Open index.html and check for any flaws or error messages.

Pushing to PyPI and updating the documentation

After the changelog is updated, making a release can be done by going to https://github.com/GenericMappingTools/pygmt/releases, editing the draft release, and clicking on publish. A git tag will also be created, make sure that this tag is a proper version number (following Semantic Versioning) with a leading v. E.g. v0.2.1.

Once the release/tag is created, this should trigger GitHub Actions to do all the work for us. A new source distribution will be uploaded to PyPI, a new folder with the documentation HTML will be pushed to gh-pages, and the latest link will be updated to point to this new folder.

Archiving on Zenodo

Grab both the source code and baseline images zip files from the GitHub release page and upload them to Zenodo using the previously reserved DOI.

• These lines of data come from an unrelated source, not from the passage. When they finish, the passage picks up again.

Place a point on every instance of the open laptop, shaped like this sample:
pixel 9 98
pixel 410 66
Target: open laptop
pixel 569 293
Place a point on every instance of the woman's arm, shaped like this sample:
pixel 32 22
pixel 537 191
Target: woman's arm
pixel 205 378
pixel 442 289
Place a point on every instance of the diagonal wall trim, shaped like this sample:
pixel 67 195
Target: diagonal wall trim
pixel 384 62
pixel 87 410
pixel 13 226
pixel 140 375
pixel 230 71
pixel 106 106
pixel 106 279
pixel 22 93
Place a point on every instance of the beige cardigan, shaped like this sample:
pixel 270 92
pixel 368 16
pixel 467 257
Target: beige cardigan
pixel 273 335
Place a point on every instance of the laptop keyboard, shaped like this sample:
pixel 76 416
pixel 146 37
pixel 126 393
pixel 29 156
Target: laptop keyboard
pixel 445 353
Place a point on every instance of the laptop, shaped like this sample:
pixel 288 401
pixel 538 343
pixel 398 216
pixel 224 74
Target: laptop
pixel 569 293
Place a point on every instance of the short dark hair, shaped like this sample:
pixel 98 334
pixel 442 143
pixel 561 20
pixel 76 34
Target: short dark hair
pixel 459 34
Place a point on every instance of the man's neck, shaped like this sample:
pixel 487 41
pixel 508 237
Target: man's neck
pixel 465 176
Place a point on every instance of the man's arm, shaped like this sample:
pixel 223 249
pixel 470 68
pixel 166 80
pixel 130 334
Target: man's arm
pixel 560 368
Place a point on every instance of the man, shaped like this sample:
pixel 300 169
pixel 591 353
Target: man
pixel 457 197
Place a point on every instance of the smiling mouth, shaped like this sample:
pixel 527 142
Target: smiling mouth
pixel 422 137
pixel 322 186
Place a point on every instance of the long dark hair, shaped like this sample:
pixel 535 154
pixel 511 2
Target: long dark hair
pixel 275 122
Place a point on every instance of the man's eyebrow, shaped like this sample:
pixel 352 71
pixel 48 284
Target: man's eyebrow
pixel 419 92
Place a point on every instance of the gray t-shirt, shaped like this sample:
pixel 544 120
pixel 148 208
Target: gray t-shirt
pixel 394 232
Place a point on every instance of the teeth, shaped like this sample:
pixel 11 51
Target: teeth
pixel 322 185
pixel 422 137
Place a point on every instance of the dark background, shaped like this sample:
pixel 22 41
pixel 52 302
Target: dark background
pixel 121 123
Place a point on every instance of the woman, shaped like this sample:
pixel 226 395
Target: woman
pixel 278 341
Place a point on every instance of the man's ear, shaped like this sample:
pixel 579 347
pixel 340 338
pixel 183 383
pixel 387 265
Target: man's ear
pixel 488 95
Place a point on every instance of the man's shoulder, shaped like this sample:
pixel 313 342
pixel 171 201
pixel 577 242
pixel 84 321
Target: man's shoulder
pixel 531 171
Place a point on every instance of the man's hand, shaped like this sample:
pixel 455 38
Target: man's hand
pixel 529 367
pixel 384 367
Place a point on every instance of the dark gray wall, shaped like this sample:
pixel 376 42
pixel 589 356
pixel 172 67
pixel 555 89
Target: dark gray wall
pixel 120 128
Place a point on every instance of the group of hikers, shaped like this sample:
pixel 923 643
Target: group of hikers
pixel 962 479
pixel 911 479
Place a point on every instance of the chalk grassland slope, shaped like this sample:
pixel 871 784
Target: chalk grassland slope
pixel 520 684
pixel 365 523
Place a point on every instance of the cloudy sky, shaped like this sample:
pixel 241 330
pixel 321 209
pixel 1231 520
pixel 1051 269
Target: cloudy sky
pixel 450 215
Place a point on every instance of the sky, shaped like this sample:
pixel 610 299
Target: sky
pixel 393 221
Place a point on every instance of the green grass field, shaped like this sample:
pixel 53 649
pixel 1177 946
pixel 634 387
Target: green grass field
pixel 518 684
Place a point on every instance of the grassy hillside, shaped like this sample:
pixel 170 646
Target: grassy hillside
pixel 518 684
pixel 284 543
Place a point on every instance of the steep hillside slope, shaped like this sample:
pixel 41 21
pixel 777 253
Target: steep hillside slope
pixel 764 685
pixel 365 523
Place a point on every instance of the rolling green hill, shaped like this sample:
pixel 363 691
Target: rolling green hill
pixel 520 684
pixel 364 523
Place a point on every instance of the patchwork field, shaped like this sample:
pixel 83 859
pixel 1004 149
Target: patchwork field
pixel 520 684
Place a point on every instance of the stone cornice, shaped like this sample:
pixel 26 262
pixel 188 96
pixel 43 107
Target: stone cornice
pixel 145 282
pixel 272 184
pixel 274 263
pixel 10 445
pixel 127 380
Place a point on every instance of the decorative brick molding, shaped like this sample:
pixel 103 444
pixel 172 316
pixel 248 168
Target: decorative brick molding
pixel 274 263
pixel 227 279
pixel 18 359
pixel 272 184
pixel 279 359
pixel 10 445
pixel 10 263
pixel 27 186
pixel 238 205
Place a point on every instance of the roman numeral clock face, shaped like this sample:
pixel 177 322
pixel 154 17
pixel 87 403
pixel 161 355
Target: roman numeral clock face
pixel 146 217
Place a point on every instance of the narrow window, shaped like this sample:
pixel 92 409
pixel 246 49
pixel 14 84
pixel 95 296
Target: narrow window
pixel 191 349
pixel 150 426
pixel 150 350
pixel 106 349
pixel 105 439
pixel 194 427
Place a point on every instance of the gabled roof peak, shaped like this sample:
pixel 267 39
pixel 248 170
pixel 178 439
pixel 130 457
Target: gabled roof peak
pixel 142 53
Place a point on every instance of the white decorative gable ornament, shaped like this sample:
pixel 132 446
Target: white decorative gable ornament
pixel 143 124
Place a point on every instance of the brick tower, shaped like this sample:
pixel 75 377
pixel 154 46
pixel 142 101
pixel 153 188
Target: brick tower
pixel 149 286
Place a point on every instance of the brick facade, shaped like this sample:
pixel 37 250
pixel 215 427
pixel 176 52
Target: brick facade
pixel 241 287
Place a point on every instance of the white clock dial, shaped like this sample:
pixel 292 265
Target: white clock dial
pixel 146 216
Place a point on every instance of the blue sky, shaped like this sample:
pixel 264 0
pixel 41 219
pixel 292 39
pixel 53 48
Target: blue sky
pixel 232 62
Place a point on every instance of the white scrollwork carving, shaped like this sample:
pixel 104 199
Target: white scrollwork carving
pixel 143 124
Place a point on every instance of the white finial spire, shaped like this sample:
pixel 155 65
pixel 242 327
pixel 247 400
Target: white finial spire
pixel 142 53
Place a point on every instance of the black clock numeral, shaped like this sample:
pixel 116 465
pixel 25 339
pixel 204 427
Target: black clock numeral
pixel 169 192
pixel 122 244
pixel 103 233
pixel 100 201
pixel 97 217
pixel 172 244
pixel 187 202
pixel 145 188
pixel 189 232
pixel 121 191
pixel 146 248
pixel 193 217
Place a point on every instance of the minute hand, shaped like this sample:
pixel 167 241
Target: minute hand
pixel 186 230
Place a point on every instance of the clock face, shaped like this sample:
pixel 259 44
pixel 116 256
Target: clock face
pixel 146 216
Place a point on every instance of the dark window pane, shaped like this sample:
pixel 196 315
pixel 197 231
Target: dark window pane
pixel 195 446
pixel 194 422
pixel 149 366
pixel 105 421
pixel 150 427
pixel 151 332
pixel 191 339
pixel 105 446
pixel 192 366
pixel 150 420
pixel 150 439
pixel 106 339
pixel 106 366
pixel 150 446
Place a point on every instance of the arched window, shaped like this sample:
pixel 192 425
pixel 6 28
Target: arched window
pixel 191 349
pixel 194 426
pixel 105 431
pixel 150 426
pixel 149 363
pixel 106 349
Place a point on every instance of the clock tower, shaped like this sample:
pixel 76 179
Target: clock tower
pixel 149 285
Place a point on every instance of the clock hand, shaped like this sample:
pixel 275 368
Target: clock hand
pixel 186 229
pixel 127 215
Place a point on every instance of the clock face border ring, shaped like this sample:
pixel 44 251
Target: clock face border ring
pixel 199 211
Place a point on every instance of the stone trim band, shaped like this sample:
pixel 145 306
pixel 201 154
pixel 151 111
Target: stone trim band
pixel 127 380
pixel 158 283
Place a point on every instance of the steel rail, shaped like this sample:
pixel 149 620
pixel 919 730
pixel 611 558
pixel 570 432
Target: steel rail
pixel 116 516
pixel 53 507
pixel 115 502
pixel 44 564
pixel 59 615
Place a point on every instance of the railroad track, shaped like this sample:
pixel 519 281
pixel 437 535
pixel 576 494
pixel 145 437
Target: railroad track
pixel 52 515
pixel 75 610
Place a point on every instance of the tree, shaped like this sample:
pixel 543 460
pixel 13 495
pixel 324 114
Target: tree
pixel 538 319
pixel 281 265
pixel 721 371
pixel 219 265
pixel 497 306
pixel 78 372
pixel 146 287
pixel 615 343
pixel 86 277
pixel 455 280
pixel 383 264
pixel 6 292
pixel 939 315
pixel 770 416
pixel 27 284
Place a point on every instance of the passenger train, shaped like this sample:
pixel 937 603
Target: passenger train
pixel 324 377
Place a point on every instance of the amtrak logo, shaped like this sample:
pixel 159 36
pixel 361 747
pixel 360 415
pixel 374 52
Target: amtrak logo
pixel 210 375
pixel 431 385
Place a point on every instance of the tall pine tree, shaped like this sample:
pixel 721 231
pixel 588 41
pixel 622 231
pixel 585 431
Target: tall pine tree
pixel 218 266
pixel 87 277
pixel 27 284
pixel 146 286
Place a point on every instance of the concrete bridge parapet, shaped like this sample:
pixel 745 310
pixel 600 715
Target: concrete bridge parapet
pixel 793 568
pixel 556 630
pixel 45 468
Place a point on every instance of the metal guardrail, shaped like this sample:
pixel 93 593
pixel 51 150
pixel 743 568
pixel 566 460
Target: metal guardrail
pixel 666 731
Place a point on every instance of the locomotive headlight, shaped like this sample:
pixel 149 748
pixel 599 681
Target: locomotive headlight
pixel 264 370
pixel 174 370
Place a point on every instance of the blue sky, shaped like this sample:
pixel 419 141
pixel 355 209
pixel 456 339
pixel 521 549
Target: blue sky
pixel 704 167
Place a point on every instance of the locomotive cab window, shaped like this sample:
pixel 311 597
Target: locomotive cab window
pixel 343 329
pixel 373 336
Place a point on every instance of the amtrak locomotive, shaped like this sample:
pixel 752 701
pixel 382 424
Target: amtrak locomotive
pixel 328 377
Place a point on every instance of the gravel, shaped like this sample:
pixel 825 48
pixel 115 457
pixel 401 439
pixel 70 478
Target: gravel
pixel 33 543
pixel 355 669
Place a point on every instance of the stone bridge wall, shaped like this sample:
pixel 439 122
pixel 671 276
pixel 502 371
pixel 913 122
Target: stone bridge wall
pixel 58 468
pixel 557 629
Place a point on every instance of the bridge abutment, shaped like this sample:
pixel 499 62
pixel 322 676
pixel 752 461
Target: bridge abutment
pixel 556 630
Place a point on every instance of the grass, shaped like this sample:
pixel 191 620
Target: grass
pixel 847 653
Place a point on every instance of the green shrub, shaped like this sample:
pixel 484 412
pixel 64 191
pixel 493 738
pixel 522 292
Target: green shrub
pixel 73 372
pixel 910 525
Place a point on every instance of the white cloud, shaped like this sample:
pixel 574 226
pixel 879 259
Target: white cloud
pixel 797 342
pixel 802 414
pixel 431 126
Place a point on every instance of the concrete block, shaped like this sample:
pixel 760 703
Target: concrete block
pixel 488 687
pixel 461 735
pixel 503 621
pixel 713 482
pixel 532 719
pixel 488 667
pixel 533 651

Updating the conda package

When a new version is released on PyPI, conda-forge’s bot automatically creates version updates for the feedstock. In most cases, the maintainers can simply merge that PR.

If changes need to be done manually, you can:

  1. Fork the pygmt feedstock repository if you haven’t already. If you have a fork, update it.

  2. Update the version number and sha256 hash on recipe/meta.yaml. You can get the hash from the PyPI “Download files” section.

  3. Add or remove any new dependencies (most are probably only run dependencies).

  4. Make a new branch, commit, and push the changes to your personal fork.

  5. Create a PR against the original feedstock main.

  6. Once the CI tests pass, merge the PR or ask a maintainer to do so.